NOTE: Presentation Slides and JMP Data Table are attached at the bottom of this page.
Seven years worth of Federal Aviation Administration (FAA) Air Route Traffic Control Center (ARTCC) data (FY06-FY12) were downloaded from the FAA Air Traffic Activity System (ATADS) website. One goal was to develop predictive models for the amount of air traffic at any of 21 ARTCCs for any given day of the year - barring the impact of severe weather.
The data were split into three random subsets. The largest portion of the data, 60%, was used to train prediction models. Another 20% were used to validate the models - in effect they were used to "tune" the model parameters. The remaining 20% had nothing to do with model development and were used to test how accurately the various models predicted.

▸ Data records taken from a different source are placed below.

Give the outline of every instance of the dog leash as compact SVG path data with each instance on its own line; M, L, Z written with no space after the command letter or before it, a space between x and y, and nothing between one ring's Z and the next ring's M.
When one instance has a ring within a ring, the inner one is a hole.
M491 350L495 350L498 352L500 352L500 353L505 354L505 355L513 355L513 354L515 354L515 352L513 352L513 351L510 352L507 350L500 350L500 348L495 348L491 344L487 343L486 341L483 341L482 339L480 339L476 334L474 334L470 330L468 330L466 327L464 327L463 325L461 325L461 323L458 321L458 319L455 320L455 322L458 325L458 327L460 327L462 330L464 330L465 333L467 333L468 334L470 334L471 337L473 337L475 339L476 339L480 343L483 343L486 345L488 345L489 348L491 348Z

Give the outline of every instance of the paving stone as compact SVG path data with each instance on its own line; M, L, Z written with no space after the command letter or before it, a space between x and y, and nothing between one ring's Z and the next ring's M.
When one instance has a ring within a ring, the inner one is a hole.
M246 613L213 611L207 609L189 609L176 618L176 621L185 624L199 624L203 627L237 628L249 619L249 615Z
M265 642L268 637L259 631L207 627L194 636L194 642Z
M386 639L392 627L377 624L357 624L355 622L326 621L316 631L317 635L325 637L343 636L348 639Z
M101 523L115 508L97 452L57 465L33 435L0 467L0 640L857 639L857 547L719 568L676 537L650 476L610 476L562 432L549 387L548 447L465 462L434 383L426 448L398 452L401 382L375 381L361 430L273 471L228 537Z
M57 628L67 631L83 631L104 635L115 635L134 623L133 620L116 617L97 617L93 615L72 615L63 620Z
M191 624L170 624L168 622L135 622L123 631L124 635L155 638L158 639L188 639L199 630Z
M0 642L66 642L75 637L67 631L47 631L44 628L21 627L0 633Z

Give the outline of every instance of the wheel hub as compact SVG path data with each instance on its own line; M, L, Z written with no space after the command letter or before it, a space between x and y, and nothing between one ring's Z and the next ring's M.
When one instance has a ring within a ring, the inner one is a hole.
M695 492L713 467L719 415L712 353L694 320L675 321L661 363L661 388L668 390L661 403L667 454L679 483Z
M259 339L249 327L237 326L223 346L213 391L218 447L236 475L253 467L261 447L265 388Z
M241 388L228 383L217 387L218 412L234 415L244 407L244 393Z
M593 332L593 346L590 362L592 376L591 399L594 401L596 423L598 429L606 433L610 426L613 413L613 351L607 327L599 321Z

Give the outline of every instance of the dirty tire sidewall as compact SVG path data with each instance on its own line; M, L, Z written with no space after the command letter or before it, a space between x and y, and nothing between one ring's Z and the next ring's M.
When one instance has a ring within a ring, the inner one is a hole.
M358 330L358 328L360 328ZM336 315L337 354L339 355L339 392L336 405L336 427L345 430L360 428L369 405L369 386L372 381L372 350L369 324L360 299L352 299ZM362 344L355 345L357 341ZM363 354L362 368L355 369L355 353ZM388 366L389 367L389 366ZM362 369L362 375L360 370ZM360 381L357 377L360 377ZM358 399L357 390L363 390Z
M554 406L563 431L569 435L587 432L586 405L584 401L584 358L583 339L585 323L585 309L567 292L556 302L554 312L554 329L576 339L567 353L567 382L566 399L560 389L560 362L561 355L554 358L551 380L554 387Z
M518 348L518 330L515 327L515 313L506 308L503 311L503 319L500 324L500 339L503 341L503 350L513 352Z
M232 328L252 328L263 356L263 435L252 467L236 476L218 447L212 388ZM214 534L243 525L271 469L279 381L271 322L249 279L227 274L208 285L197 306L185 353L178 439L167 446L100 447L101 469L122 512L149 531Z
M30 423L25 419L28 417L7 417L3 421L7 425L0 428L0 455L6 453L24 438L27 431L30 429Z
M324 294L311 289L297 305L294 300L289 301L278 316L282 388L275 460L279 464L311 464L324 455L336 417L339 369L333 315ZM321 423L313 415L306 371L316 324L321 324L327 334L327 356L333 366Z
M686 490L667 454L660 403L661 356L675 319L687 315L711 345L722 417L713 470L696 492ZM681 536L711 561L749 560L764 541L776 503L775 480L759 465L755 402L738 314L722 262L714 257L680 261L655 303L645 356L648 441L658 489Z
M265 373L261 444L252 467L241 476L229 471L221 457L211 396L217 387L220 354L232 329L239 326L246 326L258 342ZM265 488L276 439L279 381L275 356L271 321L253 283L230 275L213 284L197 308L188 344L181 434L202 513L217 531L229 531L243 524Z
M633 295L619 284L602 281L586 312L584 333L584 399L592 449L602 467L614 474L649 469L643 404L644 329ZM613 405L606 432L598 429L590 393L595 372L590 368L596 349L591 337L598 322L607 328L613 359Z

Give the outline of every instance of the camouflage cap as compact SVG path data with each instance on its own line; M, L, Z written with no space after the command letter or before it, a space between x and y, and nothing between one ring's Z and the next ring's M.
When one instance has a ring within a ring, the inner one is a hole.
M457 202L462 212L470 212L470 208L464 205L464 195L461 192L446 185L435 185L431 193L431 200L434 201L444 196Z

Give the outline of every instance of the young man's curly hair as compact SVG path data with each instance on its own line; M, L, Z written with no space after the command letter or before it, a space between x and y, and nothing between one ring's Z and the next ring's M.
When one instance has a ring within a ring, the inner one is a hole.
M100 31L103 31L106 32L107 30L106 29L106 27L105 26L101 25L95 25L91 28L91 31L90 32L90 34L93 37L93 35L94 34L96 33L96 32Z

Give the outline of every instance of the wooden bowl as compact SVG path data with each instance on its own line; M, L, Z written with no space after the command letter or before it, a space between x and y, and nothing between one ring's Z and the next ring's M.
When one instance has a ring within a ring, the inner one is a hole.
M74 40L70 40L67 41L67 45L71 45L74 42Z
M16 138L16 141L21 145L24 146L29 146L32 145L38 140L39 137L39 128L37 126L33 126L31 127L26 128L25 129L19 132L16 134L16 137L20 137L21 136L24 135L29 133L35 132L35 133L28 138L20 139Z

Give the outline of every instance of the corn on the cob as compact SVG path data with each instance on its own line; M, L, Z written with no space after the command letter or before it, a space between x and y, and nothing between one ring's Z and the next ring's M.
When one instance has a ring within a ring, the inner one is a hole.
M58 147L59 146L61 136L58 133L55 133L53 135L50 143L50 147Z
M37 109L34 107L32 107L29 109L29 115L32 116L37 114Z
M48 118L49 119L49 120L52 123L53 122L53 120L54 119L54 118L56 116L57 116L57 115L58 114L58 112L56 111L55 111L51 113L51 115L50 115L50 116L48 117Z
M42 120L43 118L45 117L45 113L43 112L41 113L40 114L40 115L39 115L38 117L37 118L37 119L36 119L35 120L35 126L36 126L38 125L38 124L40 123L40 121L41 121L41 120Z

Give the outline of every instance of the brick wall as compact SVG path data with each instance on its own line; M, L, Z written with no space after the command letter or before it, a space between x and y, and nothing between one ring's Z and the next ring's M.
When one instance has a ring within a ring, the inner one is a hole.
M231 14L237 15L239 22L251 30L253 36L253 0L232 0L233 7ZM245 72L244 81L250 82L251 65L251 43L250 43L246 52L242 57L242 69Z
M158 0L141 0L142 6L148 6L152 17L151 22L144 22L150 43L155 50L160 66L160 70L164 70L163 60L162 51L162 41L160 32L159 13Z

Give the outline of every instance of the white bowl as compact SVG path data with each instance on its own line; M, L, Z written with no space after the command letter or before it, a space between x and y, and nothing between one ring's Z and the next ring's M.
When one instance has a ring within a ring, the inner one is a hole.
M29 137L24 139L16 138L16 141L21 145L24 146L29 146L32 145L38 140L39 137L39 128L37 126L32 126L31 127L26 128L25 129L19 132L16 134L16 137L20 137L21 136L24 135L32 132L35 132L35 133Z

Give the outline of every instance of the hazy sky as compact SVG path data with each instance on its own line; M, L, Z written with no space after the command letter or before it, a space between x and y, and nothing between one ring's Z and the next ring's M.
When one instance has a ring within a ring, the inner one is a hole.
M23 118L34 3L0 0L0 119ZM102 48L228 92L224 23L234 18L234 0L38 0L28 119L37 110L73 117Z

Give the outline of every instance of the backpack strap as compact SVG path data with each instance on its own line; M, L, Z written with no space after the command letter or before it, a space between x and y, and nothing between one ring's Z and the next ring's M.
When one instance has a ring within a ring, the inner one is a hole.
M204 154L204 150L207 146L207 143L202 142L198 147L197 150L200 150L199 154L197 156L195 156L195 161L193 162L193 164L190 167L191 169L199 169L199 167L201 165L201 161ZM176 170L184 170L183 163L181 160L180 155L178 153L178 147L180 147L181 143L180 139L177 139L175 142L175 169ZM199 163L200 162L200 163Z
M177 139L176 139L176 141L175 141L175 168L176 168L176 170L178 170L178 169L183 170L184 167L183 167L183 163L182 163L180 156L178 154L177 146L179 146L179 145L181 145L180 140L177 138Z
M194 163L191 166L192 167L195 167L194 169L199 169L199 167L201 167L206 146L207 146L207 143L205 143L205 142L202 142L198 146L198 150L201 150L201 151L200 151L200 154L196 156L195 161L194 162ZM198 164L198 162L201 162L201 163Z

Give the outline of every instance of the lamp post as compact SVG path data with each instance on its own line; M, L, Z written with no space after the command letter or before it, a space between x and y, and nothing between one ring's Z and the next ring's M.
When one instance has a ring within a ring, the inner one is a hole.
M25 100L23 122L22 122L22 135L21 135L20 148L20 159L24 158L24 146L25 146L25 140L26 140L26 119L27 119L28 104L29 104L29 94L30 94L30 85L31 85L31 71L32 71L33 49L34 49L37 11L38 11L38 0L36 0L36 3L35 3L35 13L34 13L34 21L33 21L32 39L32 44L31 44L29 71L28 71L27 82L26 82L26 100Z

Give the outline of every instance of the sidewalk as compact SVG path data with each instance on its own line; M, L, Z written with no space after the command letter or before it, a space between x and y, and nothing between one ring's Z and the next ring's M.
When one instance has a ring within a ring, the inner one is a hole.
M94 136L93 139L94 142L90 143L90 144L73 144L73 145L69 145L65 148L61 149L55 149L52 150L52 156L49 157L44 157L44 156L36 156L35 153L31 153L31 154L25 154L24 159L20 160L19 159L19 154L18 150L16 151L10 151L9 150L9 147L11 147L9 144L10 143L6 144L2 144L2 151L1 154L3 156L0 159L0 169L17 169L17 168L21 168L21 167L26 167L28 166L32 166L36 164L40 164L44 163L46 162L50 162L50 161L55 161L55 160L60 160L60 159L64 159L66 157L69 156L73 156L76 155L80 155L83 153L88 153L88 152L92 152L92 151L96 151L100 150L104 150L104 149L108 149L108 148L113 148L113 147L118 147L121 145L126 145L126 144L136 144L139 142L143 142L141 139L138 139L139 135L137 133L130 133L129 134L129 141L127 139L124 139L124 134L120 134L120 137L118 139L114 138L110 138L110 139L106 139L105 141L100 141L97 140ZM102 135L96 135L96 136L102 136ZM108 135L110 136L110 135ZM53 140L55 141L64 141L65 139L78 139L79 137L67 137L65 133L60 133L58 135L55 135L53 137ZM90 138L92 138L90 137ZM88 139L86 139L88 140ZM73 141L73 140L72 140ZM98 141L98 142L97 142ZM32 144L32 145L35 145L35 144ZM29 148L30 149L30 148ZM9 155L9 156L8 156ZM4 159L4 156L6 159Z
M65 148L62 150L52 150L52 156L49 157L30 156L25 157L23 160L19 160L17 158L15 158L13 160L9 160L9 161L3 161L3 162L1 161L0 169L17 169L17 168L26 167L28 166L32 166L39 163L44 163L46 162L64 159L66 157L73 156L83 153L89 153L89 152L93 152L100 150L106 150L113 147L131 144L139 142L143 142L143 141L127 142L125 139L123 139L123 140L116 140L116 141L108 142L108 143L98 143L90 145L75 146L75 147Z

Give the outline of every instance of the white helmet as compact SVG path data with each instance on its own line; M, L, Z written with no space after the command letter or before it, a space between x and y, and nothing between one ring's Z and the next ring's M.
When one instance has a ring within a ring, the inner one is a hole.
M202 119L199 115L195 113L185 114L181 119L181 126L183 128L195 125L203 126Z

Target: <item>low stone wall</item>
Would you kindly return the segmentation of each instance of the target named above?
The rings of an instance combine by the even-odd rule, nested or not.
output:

Data were modeled with and without using Federal Holidays as a factor. It became obvious that "holiday" travel data were often outliers to models that did not include this factor. Three types of models were used; partition (decision tree), neural net, and 2nd order polynomial models. Below is a plot of Actual vs. Predicted air traffic totals for Thanksgiving Day in the test subset for a 2nd order polynomial model. One can see in the plot on the right (slope nearly 0.6) that the actual Total number of flights fall well below the predictions for the model NOT including Federal Holiday as a factor. The plot on the left shows nearly all the actual vs. predicted flight totals - in the test data set - falling on a 45 degree line (slope nearly 1) indicating much higher accuracy.
Below is JMP's Prediction Profiler for two models predicting Total air traffic for ZDC (the ARTCC for Washington, DC) for Thanksgiving Day in FY 2010. This day was not used in creating the model and is part of the 20% (nearly 11,000 data points) in the test data set. Actual total number of flights was 4265. The top model includes Federal Holiday as a factor and predicts 4330 (high by 65 or 1.5%). The bottom model does not include Federal Holiday as a factor and predicts 7167 (high by 2902 or 68%).